The final mapping of the 11 clusters is below. Washington, D.C. is Cluster 2, although it cannot be seen on the national map.
# SOM Mapping ---------------------------------------------------------
# Create a vector of the states' assigned clusters
cluster.assignment <- som.cluster[som.model$unit.classif]
# Add assigned clusters to the dataset
data$cluster <- cluster.assignment
# Create map data
map_data <- data[,c(4,37)]
map_data$fips <- fips(map_data$State)
map_data <- map_data[,c(3,2)]
map_data$cluster <- as.factor(map_data$cluster)
# Create the map
plot_usmap(regions="states", data = map_data, values = "cluster", color = "black") +
scale_fill_discrete(name = "Cluster") +
theme(legend.position = "right")

The unique features of the clusters were then assessed using box plots (not shown; see code below).
# Assess clusters ---------------------------------------------------------
# Put data in a data frame, remove variables that weren't used for analysis
data<-as.data.frame(data[,-c(7,29,31)])
# Get cluster counts
data %>%
count(cluster)
# Create list of states by cluster
state_list <-
data %>%
group_by(cluster) %>%
count(State)
# Create boxplots for each variable
for (n in c(1:3,5:33)){
boxplot(data[,n]~data$cluster,
ylab=colnames(data)[n],
main=colnames(data)[n])
}
The final clusters were:
Cluster 1 - Hawaii
Hawaii has the highest water to land area ratio, as well as the highest mixed race and Asian populations, low incarceration and poverty, and a high percentage of residents with a High School education or above.
Cluster 2 - Washington DC
D.C. has extremely high population density and percent of residents with a Bachelors degree or above, as well as a high minimum wage, high unemployment, and the largest % female population.
Cluster 3 - Connecticut, Delaware, Maryland, Massachusetts, New Jersey, Rhode Island, Virginia
These states are higher income and have a high percent of residents with a Bachelors degree or above. Their population densities are above average and they experienced above average Coronavirus deaths per 100,000 population in 2020.
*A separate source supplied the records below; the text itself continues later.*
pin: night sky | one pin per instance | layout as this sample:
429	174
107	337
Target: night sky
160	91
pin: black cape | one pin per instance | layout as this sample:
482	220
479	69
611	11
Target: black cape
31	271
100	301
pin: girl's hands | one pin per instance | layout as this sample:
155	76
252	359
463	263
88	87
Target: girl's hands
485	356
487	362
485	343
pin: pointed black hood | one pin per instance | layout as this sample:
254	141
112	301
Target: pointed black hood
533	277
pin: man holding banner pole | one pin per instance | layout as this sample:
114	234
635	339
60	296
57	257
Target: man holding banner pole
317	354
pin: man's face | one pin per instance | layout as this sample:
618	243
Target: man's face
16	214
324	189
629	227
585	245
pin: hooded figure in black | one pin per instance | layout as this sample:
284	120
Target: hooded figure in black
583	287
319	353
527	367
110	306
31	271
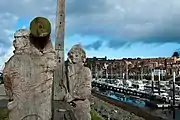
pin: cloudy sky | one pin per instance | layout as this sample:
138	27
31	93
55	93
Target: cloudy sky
112	28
Cluster 4 - Maine, New Hampshire, Vermont
These three states are distinct from the rest of New England. They are small states with small, largely white populations. They have the highest percent vacant housing of any cluster, but the lowest percent of residents who considered themselves very religious.
Cluster 5 - Arizona, California, Nevada, New Mexico, Texas
These large, South-Western states have above average areas and the highest amounts of Hispanic residents. These states have been growing in population, and this cluster has the lowest percent of residents with a High School education or above.
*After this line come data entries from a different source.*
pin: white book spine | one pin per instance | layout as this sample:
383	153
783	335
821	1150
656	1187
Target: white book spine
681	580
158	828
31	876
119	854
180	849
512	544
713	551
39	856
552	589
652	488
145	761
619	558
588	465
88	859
Cluster 6 - Illinois, Michigan, New York, Ohio, Pennsylvania
This cluster is extremely average in almost every measure, other than population change since 2010. These states have grown more slowly than average over the past 10 years.
Cluster 7 - Colorado, Oregon, Washington
These three Western states have above average Native and Pacific Islander populations and high minimum wages. They have been growing rapidly and have high voter turnout.
Cluster 8 - Florida, Georgia, North Carolina
These three Southern states have a higher than average percent black residents. They also have low minimum wages and low median household incomes. An above average amount of their residents report being very religious.
Cluster 9 - Idaho, Indiana, Iowa, Kansas, Minnesota, Missouri, Montana, Nebraska, North Dakota, South Dakota, Utah, Wisconsin, Wyoming
This cluster had the lowest minimum wages, as well as high positive COVID tests per 100,000. A large percent of their populations has a High School education or above. They are predominantly white, with above average Native populations.
Cluster 10 - Alaska
Alaska has the highest land area and a small population. It experienced high unemployment in 2020 and has the lowest percent female population of any state. It also has a large amount of vacant housing and a large Pacific Islander population.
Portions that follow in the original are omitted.